Step 5: Test without a database

defmodule MyApp.BillingTest do
  use ExUnit.Case, async: true

  alias MyApp.Billing.Queries

  setup do
    # Queries — stub domain-specific reads
    DoubleDown.Double.stub(Queries, :get_payment_method, fn [_customer_id] ->
      {:ok, %PaymentMethod{id: 1, type: :card}}
    end)

    # Repo — stateless writes via Repo.Stub stub
    DoubleDown.Double.stub(DoubleDown.Repo, DoubleDown.Repo.Stub)

    :ok
  end

  test "create_invoice inserts invoice and line items" do
    DoubleDown.Testing.enable_log(DoubleDown.Repo)

    assert {:ok, %Invoice{}} =
      MyApp.Billing.create_invoice(%{
        customer_id: 1,
        items: [%{description: "Widget", amount: 100}]
      })

    log = DoubleDown.Testing.get_log(DoubleDown.Repo)
    operations = Enum.map(log, fn {_, op, _, _} -> op end)
    assert :insert in operations
  end
end

This test runs in < 1ms. No database, no sandbox, no factories.

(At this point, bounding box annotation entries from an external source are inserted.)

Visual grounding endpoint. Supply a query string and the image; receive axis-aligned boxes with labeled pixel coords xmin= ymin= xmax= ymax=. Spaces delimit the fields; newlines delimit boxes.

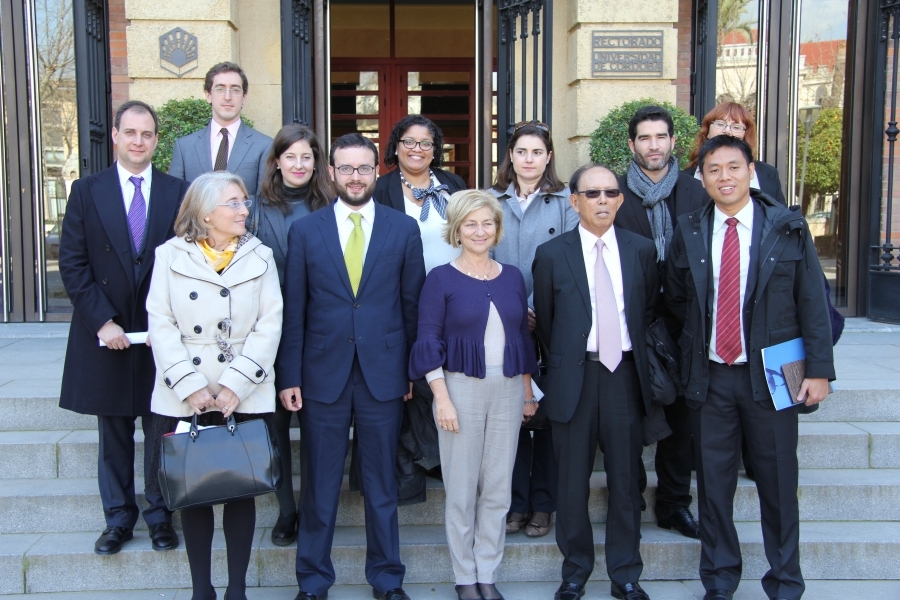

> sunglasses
xmin=572 ymin=188 xmax=619 ymax=200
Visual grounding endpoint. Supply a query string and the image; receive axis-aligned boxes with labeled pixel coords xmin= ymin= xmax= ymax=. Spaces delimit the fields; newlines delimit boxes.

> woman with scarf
xmin=249 ymin=123 xmax=334 ymax=546
xmin=373 ymin=115 xmax=468 ymax=496
xmin=147 ymin=171 xmax=290 ymax=600
xmin=488 ymin=121 xmax=578 ymax=537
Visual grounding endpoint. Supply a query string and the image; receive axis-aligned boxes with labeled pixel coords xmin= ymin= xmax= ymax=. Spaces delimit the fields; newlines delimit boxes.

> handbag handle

Coexisting with direct Ecto.Repo calls

Code that hasn't been migrated continues to call MyApp.EctoRepo directly. Code behind contract boundaries calls MyApp.Repo (the facade). Both work in the same application — there's no conflict.

In tests:

  • Migrated code uses DoubleDown.Double (expect/stub/fake) — no DB needed, async: true
  • Unmigrated code uses Ecto.Adapters.SQL.Sandbox as before

The two can even coexist in the same test if needed (e.g., an integration test that uses the real DB for some operations and stubs others).

The fail-fast pattern

Set impl: nil in config/test.exs for every contract:

# config/test.exs
config :my_app, DoubleDown.Repo, impl: nil
config :my_app, MyApp.Billing.Queries, impl: nil

This ensures any test that forgets to set up a double gets an immediate error instead of silently hitting the real implementation. For integration tests that intentionally use the real DB, use fake with the production module:

DoubleDown.Double.fake(DoubleDown.Repo, MyApp.EctoRepo)

Choosing a Repo fake

  • Repo.InMemory (recommended) — closed-world stateful fake. The state is the complete truth — all bare-schema reads work without a fallback. Use this for most tests, especially with ExMachina factories.
  • Repo.OpenInMemory — open-world stateful fake. The state may be incomplete — reads for missing records fall through to a fallback function. Use when you need fine-grained control over which reads come from state vs fallback.
  • Repo.Stub — stateless stub. Writes succeed but store nothing. No read-after-write. Fastest setup — use for simple command-style functions that just write and return.

What stays on the DB

Some things should remain as integration tests against a real database:

  • Query correctnessfrom u in User, where: u.age > 21 can't be evaluated in memory. Test these via the Ecto adapter.
  • Constraint validation — unique indexes, foreign keys, check constraints.
  • Transaction isolation — rollback behaviour, concurrent writes.
  • Migration testing — schema changes against a real DB.
  • End-to-end flows — API → context → DB → response.

The goal isn't to eliminate DB tests — it's to ensure that the tests which don't need a DB don't use a DB.